TULANG BAWANG BARAT, Realitapublik.id — Pemerintah Kabupaten Tulang Bawang Barat (Tubaba) bersama BAZNAS dan Pemerintah Tiyuh Margomulyo bergerak cepat merespons kondisi Raka, seorang anak yatim piatu yang tinggal di hunian tidak layak di RK 07 RT 24, Tiyuh Margomulyo, Kecamatan Tumijajar.
Setelah kondisinya viral di media sosial, jajaran pemerintah daerah meninjau langsung dan menyalurkan berbagai bantuan serta solusi jangka panjang bagi masa depan Raka pada Senin (26/01/2026).
Asisten I Pemkab Tubaba, Untung Budiono, menjelaskan bahwa selama ini pemerintah telah memberikan perhatian melalui bantuan sosial (Bansos). Namun, kendala utama renovasi rumah Raka sebelumnya adalah status tanah yang masih menumpang.
”Kabar baiknya, salah satu warga Margomulyo telah menghibahkan sebidang tanah untuk Raka. Dengan adanya tanah hibah ini, Pemerintah Daerah bersama jajaran terkait segera melakukan bedah rumah secara permanen di lokasi baru tersebut,” ujar Untung Budiono.
Ketua BAZNAS Tubaba, H. Purwanto, hadir memberikan bantuan dana awal senilai Rp4.000.000 untuk perbaikan atap yang sudah rapuh, serta bantuan tunai tambahan. BAZNAS berkomitmen untuk terus berkolaborasi dengan Pemerintah Tiyuh dalam menjaga ketahanan pangan keluarga Raka.
“Kami menyalurkan bantuan berupa beras, sembako, kasur, mie instan, serta uang tunai. Semoga ini meringankan beban Raka dan kakaknya. Selanjutnya, kami akan mengawal pemberdayaan ekonomi keluarga melalui program Muadic,” ungkap H. Purwanto.
Sementara itu, Camat Tumijajar, Fheta, mengajak seluruh lapisan masyarakat untuk meningkatkan kepedulian terhadap lingkungan sekitar agar kasus serupa dapat tertangani lebih dini.
Sembari menunggu proses bedah rumah di lahan hibah, Pemerintah Tiyuh Margomulyo dipimpin Kepalo Tiyuh Fajar, bersama warga melakukan gotong royong memperbaiki bagian-bagian rumah yang paling mendesak demi keamanan Raka dan kedua kakaknya.

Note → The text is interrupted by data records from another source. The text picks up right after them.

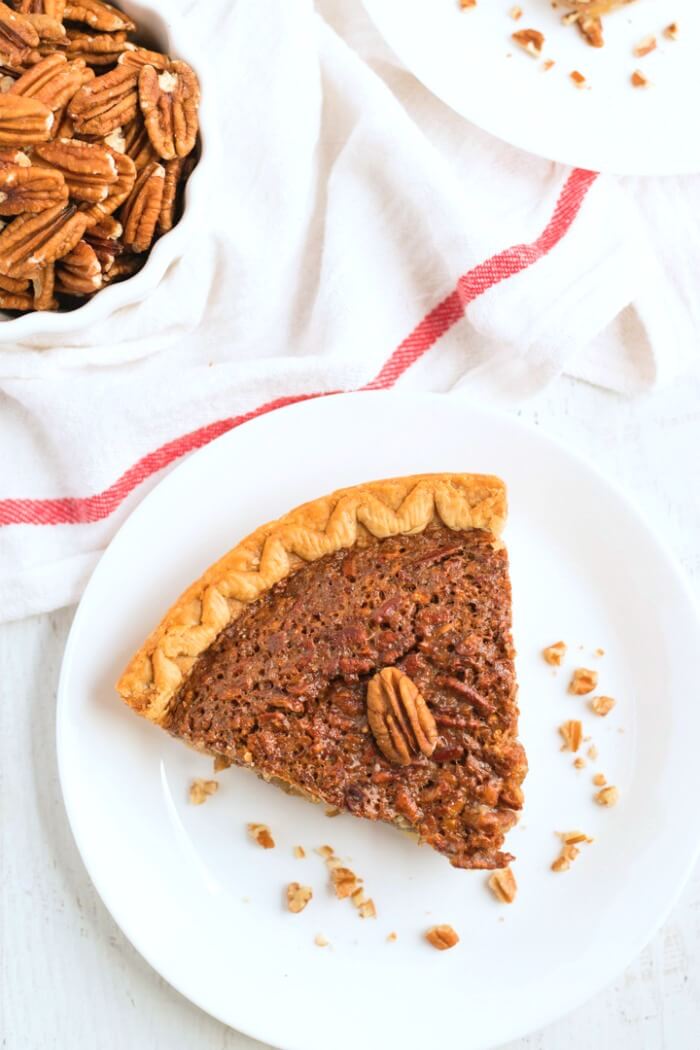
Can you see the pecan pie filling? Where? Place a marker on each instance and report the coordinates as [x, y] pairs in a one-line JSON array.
[[379, 679]]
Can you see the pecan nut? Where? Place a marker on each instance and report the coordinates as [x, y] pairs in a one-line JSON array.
[[33, 242], [399, 717], [98, 16], [23, 121], [79, 272], [52, 8], [106, 103], [119, 190], [169, 102], [97, 49], [29, 189], [52, 81], [88, 168]]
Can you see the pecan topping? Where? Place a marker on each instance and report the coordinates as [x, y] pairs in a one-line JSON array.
[[79, 272], [106, 103], [52, 81], [17, 36], [23, 121], [142, 210], [29, 189], [399, 717], [32, 242], [169, 103], [98, 15], [88, 168], [442, 937]]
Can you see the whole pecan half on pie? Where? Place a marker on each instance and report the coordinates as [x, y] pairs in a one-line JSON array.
[[359, 651]]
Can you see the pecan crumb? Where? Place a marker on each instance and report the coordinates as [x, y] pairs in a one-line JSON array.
[[260, 834], [572, 733], [608, 796], [554, 654], [530, 40], [442, 937], [602, 705], [644, 46], [200, 790], [298, 897], [582, 681], [503, 885]]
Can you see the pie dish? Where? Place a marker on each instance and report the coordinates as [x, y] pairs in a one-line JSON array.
[[358, 651]]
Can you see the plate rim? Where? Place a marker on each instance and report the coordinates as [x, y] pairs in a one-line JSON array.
[[266, 1030], [569, 159]]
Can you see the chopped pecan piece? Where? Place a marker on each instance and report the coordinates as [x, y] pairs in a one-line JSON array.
[[554, 654], [79, 272], [200, 790], [169, 102], [582, 681], [298, 897], [572, 733], [531, 41], [23, 121], [97, 49], [399, 717], [503, 885], [99, 16], [32, 242], [108, 102], [602, 705], [52, 81], [88, 168], [29, 189], [261, 835], [142, 210], [442, 937]]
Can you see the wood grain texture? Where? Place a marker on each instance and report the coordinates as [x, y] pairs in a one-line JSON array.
[[69, 978]]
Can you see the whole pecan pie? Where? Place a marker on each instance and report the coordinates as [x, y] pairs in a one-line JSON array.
[[359, 651]]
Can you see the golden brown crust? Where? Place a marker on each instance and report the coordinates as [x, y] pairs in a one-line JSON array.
[[346, 518]]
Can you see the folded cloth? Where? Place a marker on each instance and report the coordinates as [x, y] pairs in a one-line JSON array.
[[360, 234]]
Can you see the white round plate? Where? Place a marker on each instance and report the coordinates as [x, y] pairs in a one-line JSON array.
[[467, 59], [204, 904]]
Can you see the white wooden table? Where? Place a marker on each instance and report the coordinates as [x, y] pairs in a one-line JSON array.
[[72, 981]]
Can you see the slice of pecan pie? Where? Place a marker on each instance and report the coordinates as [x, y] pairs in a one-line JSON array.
[[358, 651]]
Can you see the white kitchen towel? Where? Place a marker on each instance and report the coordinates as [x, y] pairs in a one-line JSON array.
[[359, 234]]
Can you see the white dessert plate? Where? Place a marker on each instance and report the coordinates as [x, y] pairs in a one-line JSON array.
[[467, 58], [205, 905]]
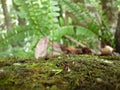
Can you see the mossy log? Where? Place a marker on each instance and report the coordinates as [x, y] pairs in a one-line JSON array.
[[78, 72]]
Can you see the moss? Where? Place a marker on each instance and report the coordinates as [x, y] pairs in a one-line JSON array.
[[69, 72]]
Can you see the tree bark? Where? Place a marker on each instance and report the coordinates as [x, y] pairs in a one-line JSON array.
[[111, 14], [6, 15], [117, 35]]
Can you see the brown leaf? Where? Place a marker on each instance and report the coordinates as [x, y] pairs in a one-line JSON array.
[[56, 47], [41, 47]]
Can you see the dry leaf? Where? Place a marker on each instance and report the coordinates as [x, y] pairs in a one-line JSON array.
[[56, 47], [41, 47]]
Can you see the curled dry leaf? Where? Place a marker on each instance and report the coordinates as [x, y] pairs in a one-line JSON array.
[[41, 47], [56, 47]]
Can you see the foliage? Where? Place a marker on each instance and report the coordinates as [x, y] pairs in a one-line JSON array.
[[44, 17]]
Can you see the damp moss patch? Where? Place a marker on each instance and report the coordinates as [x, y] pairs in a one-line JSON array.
[[70, 72]]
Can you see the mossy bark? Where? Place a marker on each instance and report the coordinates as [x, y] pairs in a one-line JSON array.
[[81, 72]]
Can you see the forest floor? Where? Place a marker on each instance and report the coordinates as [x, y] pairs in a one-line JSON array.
[[70, 72]]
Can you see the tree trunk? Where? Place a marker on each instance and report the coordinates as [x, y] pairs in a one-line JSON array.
[[21, 21], [6, 15], [111, 14], [117, 35]]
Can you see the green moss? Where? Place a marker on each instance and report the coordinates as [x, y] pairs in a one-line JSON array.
[[68, 72]]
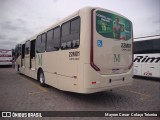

Hadir dalam kegiatan kemanusiaan tersebut Asisten I Untung Budiono, Camat Tumijajar Fheta, Ketua BAZNAS Tubaba H. Purwanto, Kepalo Tiyuh Margomulyo Fajar, serta tokoh masyarakat setempat. Sinergi ini diharapkan menjadi model penanganan masalah sosial yang cepat dan berkelanjutan di Tubaba.